Thanks BM
My partner read my post last night. Hadn't realised how gutted I was.
And he has always said the same thing to me you have just written - racing should be fun.
Yestersday morning, I actually thought about coming and editing the self-pity out of my post, because it isn't really helpful.

I think I was just in some kind've shock after the Saturday race at how I felt. I have been disappointed at my results before, but never felt despair. And over a bike race? Crazy! But we had so many in the house I really couldn't talk it through comfortably with anyone. I just wasn't expecting the intensity of the emotion - and over a club race... and I didn't understand myself.

Next week, my game plan is changing. I will stay with them as long as I can and do no work at all (one mistake on Saturday was I tried to shut down a break! Stupid! Not when this is only my third club race with this grade! Sometimes you make silly calls and that was one).
So next week I sit in, hang on and if I don't enjoy it, I will ride back down a grade for the rest of the summer series. My partner suggested riding down a grade for a while - and it is such a good idea, because I have had very few races since October... I need to get race practice in again.

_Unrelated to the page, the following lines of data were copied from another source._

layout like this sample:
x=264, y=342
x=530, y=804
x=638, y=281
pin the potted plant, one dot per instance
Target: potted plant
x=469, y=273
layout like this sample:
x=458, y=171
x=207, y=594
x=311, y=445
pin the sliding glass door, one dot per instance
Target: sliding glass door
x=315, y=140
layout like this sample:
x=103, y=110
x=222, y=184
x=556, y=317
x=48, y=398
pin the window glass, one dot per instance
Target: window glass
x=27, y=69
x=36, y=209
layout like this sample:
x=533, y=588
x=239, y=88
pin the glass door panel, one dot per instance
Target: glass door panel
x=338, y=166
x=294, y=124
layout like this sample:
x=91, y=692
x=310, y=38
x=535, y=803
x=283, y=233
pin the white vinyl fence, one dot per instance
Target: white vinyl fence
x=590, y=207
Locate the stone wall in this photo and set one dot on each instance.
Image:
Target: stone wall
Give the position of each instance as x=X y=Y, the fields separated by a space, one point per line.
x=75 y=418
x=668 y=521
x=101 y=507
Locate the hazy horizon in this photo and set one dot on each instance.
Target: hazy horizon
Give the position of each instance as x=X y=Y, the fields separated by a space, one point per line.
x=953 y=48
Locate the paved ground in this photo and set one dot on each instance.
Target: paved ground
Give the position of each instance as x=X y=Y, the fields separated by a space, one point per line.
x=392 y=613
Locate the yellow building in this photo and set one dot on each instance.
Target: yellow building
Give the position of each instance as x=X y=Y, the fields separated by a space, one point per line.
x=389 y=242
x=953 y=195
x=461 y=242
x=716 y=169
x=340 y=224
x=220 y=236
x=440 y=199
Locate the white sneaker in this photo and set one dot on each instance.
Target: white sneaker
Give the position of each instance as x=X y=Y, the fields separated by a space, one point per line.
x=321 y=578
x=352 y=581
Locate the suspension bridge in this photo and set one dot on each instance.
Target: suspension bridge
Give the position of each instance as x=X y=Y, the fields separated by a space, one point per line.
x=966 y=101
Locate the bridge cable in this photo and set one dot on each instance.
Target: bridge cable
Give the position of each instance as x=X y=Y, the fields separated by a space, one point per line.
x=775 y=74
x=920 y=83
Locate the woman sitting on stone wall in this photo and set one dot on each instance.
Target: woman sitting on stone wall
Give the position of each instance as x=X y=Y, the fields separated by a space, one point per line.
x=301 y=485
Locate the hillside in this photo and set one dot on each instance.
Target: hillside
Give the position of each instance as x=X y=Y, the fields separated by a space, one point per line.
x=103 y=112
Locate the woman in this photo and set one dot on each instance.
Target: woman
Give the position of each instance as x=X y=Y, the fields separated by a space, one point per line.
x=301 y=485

So thankyou for your words, BM, they are perfect... and my perspective is a bit more rational now... and I'm biking to and from work today...

Major lesson reminder for me... after a hard ride, you MUST go for a spin the following day. I just wasn't interested in hoping on the bike yesterday, but this morning my legs hurt sooooo much.

So I'm off to spin gently to work, a nice hours ride as the sun rises... thats what its about. I love riding on empty roads.